We’ll look at this more next Sunday, Lord willing, but for now, this answer would have given hope to the people of Israel, especially after Antiochus desecrated the temple and they were unable to offer sacrifices on the altar. But this answer also gives hope to believers today, if we suffer persecution for the name of Christ.

Iain Duguid comments that “This chapter gives us hope in the darkest of times, in the face of the worst of our sins and failures, and against the worst attacks of Satan. In Daniel 8 we see the affirmation of God’s victory even in the face of the worst that Satan can throw at us.” For the Jews of the second century BC, it would have been Antiochus Epiphanes; for some believers today, it might be ISIS or Boko Haram. God’s sovereign purposes will never be thwarted!

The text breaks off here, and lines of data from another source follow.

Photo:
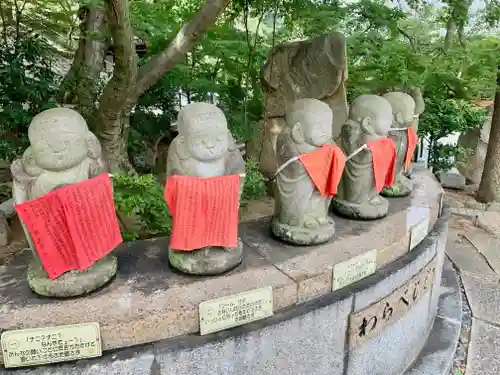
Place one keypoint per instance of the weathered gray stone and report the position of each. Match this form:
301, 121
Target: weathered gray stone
493, 206
314, 68
476, 142
204, 148
301, 213
487, 245
472, 203
63, 151
483, 358
484, 297
408, 335
490, 222
452, 179
370, 118
4, 230
464, 255
403, 110
311, 344
436, 356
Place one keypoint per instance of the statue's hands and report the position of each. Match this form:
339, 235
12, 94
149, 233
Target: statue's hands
18, 172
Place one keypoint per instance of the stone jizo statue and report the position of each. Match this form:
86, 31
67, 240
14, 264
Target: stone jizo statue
370, 118
301, 212
62, 151
205, 148
403, 110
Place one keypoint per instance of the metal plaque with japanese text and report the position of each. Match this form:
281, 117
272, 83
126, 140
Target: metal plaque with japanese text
36, 346
354, 269
419, 232
371, 321
238, 309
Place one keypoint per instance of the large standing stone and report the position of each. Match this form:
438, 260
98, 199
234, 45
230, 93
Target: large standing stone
403, 109
314, 68
204, 148
301, 215
4, 230
452, 179
370, 118
483, 356
476, 142
62, 152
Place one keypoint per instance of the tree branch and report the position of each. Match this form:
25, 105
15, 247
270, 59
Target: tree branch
410, 39
183, 42
112, 106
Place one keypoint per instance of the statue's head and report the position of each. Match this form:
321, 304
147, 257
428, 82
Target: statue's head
203, 132
310, 121
373, 113
403, 107
60, 139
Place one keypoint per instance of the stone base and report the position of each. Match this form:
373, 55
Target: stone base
303, 236
72, 283
396, 190
209, 261
365, 211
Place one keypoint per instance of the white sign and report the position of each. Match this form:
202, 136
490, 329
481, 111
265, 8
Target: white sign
30, 347
235, 310
354, 269
419, 232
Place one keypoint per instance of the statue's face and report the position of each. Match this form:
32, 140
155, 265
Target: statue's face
58, 151
318, 129
209, 144
382, 122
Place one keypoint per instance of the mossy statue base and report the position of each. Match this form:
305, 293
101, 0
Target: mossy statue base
375, 209
72, 283
303, 235
402, 188
209, 261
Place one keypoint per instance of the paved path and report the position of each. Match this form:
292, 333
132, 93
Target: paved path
474, 249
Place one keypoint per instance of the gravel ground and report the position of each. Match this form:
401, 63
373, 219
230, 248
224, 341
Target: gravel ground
460, 359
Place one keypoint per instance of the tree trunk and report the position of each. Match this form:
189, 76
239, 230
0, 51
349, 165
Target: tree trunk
489, 188
113, 113
80, 86
128, 83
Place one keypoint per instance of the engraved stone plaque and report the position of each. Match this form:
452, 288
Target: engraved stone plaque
418, 232
354, 269
29, 347
235, 310
371, 321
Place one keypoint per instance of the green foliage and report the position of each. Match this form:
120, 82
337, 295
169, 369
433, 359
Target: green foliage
255, 186
28, 87
443, 157
142, 197
445, 117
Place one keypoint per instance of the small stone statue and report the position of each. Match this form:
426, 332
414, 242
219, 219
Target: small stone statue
4, 230
403, 110
370, 118
62, 152
301, 213
417, 95
205, 148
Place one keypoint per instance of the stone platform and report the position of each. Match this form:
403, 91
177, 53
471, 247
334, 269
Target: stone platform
149, 314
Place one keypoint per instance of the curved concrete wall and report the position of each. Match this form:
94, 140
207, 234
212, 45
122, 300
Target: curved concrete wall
308, 339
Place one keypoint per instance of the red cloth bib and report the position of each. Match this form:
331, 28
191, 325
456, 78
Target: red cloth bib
74, 226
325, 166
384, 162
204, 211
411, 145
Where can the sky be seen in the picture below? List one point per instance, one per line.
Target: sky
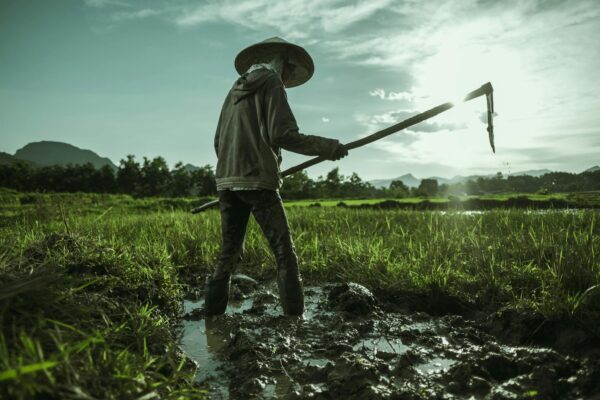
(149, 77)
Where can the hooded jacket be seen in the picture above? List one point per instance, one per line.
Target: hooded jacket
(256, 122)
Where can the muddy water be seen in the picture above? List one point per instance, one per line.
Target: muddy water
(348, 346)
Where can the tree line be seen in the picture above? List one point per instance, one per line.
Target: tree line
(153, 177)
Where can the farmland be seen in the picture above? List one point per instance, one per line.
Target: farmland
(92, 286)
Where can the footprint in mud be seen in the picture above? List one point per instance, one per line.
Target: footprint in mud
(349, 345)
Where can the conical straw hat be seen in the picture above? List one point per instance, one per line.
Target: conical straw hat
(264, 52)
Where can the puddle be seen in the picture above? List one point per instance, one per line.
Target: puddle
(348, 346)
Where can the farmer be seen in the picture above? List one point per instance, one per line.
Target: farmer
(256, 122)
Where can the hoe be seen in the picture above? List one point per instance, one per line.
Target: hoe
(486, 90)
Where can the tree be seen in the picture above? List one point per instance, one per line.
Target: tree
(181, 181)
(204, 182)
(155, 178)
(297, 186)
(104, 179)
(129, 175)
(398, 189)
(333, 182)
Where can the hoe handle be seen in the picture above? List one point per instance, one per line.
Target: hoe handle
(486, 89)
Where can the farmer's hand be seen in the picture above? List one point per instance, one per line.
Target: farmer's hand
(338, 152)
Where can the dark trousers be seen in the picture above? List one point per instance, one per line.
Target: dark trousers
(267, 208)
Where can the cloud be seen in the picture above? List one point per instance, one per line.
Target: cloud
(378, 122)
(391, 95)
(306, 19)
(134, 15)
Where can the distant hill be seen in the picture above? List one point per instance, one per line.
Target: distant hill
(52, 153)
(411, 181)
(7, 159)
(190, 168)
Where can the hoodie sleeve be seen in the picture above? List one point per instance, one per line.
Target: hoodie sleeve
(283, 130)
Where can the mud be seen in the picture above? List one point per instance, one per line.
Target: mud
(352, 344)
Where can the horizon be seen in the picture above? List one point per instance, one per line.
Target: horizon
(123, 77)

And do we not see the same pattern at the cross of Christ?  Again referencing Duguid: What worse abomination could there ever be than crucifying God?  Yet at the cross, when Satan did his worst to Jesus, the final result simply brought about precisely what God had planned from the beginning of time!…Three days later, God “rebuilt” the temple that the Jews had desecrated, by raising and restoring the body of His Son from the grave….Today, through the power of the cross, the Lord is building Jews and Gentiles together as living stones into His new temple, the church, turning former rebels and enemies into God’s friends and family, through the gospel, cleansing us from our sin and rebellion (Eph. 2:14-22)

And so in the midst of warfare and wickedness on every level, we wait – in confident hope – for the final time of ultimate restoration, when Christ returns in power and in glory.  See the blessed hope in Titus 2:13-14.